By Dianne Frazee-Walker

Dianne Frazee-Walker met Mike Schnobrich about six years ago at a political leadership seminar in Colorado Springs, CO. Mr. Schnobrich is the true leader he represents. He has a passion for improving the prison system and is willing to step into whatever leadership position necessary to implement beneficial changes.

It didn’t take long for Mike to become a board member of Full Circle Restorative Justice (FCRJ) Chaffee County, CO. He served on the FCRJ board for two years not only because it gave him an excuse to visit picturesque Salida, CO., but it was another outlet for the changes Mike avidly believes in. He is an advocate for fair treatment of both prison employees and inmates, so it is no surprise Mr. Schnobrich is President of American Federation of Government Employees (AFGE) Local 1112 and Senior Officer Specialist of Federal Bureau of Prisons.

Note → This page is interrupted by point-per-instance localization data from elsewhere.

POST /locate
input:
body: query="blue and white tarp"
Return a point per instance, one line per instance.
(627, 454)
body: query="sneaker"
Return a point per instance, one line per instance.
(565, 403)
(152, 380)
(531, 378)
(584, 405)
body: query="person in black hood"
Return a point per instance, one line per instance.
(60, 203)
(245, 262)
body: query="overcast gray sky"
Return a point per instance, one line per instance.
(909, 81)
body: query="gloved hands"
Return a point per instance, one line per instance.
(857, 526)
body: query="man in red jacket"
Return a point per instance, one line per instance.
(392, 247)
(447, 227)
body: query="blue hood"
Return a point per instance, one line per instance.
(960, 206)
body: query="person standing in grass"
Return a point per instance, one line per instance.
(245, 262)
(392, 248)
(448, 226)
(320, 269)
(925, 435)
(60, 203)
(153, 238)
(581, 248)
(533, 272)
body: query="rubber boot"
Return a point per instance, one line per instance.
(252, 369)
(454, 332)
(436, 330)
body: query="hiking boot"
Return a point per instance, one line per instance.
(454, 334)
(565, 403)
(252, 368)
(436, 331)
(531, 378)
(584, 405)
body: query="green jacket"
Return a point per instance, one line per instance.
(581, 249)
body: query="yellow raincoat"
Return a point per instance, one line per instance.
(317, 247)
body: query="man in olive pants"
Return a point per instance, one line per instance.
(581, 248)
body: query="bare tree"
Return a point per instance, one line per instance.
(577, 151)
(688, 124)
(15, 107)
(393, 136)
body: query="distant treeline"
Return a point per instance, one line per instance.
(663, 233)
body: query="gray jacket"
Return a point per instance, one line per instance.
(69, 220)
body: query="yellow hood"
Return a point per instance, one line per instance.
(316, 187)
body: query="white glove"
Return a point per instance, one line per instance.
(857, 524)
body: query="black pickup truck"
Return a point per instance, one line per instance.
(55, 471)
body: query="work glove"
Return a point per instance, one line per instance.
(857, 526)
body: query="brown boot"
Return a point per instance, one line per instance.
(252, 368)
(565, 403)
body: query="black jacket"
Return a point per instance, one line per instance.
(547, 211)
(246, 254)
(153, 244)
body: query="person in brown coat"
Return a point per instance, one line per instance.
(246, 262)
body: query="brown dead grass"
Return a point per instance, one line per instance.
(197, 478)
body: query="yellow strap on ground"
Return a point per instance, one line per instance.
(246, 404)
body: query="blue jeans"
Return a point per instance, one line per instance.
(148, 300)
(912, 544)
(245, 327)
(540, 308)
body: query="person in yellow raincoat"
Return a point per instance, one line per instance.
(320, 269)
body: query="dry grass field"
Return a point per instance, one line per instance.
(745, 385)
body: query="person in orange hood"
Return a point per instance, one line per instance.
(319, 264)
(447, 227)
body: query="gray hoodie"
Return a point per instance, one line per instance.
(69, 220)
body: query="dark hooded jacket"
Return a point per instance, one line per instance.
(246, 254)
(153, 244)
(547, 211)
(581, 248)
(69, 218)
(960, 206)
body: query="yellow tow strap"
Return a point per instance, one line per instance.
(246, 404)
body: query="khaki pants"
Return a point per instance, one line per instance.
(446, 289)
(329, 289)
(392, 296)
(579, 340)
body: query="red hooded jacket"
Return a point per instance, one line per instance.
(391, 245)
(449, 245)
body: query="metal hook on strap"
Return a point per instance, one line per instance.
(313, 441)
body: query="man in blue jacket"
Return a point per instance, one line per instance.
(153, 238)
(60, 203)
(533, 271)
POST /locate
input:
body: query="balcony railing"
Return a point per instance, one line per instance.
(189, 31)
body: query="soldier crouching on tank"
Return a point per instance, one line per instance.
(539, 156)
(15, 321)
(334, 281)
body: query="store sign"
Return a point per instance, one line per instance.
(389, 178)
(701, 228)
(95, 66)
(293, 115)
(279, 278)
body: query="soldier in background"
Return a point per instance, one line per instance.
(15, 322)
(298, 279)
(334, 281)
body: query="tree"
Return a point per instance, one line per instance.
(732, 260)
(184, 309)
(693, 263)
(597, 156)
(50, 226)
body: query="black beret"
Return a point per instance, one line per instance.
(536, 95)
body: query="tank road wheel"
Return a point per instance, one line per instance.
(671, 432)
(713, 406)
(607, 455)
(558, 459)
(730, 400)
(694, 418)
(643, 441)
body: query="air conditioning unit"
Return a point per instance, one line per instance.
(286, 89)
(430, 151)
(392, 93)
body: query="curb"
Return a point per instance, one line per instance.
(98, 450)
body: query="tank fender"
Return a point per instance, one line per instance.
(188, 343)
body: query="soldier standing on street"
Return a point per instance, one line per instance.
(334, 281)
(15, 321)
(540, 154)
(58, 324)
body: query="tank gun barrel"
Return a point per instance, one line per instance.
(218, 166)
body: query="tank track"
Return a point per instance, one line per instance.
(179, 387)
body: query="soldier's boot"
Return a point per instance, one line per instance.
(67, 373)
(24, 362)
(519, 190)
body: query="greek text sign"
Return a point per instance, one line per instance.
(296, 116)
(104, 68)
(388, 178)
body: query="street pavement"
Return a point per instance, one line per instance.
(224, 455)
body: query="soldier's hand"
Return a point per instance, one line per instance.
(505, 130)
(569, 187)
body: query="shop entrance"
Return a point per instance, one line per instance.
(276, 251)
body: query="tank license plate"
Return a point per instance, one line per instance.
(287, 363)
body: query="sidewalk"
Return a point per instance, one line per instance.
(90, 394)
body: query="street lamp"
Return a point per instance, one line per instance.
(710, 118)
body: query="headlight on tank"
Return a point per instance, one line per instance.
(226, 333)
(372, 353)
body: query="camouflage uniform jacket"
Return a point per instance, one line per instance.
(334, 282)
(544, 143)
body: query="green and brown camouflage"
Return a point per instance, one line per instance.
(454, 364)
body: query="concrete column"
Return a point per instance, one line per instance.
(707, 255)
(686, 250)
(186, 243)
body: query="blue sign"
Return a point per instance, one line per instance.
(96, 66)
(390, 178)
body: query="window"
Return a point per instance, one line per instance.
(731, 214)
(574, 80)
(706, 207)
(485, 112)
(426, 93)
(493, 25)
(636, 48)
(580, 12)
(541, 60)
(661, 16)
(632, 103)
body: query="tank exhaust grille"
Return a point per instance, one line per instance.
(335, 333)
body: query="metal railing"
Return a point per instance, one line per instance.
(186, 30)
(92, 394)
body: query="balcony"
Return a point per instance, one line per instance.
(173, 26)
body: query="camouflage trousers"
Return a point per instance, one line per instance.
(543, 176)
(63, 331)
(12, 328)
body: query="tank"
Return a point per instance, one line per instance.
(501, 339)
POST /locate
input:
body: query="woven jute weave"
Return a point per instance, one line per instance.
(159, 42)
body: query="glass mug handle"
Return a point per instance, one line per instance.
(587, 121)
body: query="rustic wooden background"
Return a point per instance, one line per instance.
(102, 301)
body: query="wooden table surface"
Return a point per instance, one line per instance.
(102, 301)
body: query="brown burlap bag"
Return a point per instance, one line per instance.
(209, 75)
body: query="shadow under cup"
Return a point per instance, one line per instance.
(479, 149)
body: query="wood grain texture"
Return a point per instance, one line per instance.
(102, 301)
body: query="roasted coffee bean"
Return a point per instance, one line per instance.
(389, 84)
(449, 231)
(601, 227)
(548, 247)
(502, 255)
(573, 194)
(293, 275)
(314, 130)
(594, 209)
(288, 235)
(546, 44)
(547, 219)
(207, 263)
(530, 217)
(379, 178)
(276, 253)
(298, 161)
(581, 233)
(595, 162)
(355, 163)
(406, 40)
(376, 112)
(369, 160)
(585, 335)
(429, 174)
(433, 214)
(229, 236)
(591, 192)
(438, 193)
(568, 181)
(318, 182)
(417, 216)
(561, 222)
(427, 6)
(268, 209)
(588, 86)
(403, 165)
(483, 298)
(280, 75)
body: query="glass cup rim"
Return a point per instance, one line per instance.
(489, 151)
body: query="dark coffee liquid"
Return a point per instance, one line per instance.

When Ms. Walker reconnected with Mr. Schnobrich on social media he informed her of some new information about the prison system. She was all ears as to what Mike had to share and scheduled and interview with him.

As Ms. Walker was driving into the quaint prison town of Florence, CO, she was eager to learn what Mike had to tell her about the latest trends in prison reform. Mr. Schnobrich always has a flood of information to speak about when the conversation is centered on prison reform.

Leave it to Mike to come up with a concept Walker had not anticipated. Mike believes the key to prison reform begins with the correctional staff. The theory makes sense. Prison transformation advocates can have the best intentions for improving the state of the prison system, but it is difficult to have a positive impact on making changes within the inmate population until the staff is dealt with.